Buff helps users who play games like Fortnite enjoy these “unlimited experiences” by streamlining the entire ecosystem into one place. The platform integrates into games on mobile and desktop devices and will soon be accessible on consoles. It is understood that the platform already has 6 million registered users and 450,000 daily active users from around the world. De Beer has confirmed that it is growing at a rate of around 10% month-over-month.
“‘Metaverse’ is a huge buzzword, and if you think of Tron or Ready Player One, it takes time. Revolutions take time,” he continued. “No one can predict exactly what it will resemble and it will evolve. It’s going to take time and it’s going to evolve because all the big players and tech giants are putting tons of money into it – so something has to happen. It will be the future. What exactly it will look like, no one knows.
De Beer shared with CTech how his 13-year-old son balances his online and offline life. For example, some days after school there are outdoor swimming practices and social events. Other days, plans are made to meet inside a game like Minecraft where kids can socialize, practice their English skills, and participate together in a “shared experience” of playing together, albeit in different places. separate quarters.
“It’s a shared experience but it’s different from what you imagined as a kid,” he told CTech. “They build their own virtual world. They play with each other and it’s a shared experience, but one that adapts over time. Life adapts.
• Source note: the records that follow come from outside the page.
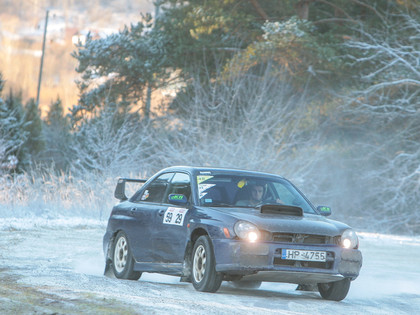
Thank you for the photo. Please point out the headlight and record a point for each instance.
(247, 231)
(349, 239)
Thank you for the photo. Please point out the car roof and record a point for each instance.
(204, 169)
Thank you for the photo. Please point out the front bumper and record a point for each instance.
(263, 262)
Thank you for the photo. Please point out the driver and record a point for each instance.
(255, 197)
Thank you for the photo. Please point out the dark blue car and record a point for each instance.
(209, 225)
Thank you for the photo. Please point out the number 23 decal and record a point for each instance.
(174, 216)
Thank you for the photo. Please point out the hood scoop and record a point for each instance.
(282, 209)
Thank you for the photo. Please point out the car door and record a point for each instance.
(170, 235)
(144, 208)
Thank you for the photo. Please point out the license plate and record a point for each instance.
(303, 255)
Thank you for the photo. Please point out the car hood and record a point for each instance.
(306, 224)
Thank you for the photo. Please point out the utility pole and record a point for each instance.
(42, 59)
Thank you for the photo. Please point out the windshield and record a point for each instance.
(238, 191)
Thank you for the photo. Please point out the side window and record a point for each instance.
(155, 191)
(180, 184)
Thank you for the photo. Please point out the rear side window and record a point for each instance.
(155, 191)
(180, 184)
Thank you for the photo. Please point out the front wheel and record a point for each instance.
(334, 291)
(204, 275)
(123, 261)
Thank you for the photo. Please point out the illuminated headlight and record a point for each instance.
(349, 239)
(247, 231)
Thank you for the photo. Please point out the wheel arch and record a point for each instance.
(186, 271)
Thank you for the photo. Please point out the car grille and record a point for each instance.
(294, 238)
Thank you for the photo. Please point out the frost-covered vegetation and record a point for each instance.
(325, 93)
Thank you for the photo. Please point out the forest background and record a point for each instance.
(323, 92)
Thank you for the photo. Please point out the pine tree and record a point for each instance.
(58, 139)
(12, 129)
(33, 126)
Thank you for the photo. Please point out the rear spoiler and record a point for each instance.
(119, 192)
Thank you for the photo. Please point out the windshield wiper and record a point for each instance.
(219, 204)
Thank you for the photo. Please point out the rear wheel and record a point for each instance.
(334, 291)
(123, 261)
(204, 276)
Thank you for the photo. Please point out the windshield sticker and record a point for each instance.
(203, 178)
(174, 216)
(242, 183)
(204, 187)
(202, 194)
(145, 195)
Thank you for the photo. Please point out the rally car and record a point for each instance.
(208, 225)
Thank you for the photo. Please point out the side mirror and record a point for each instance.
(119, 192)
(178, 199)
(324, 210)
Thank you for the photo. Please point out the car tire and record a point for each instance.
(204, 276)
(122, 259)
(334, 291)
(246, 284)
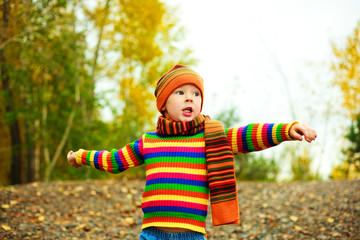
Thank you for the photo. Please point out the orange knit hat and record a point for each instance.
(174, 78)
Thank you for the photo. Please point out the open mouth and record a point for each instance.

Life adapts, indeed. For years, gamers young and old have become increasingly comfortable making social plans at home, away from the dangers of the pandemic. They have moved beyond the static content of television and have begun to replace it with interactive shared experiences that can take place in virtual worlds. Despite this, De Beer and Buff are unconvinced that this is a one-way ticket for billions of people staying indoors in perpetuity.
“So far the game is doing very well and the next evolution, in my opinion, will be a hybrid,” he concluded. “It will be a hybrid between the virtual world and the real world. I think it will be a long time before we see people sitting in their homes all day with their RVs and not moving from their chairs. I don’t see that happening anytime soon.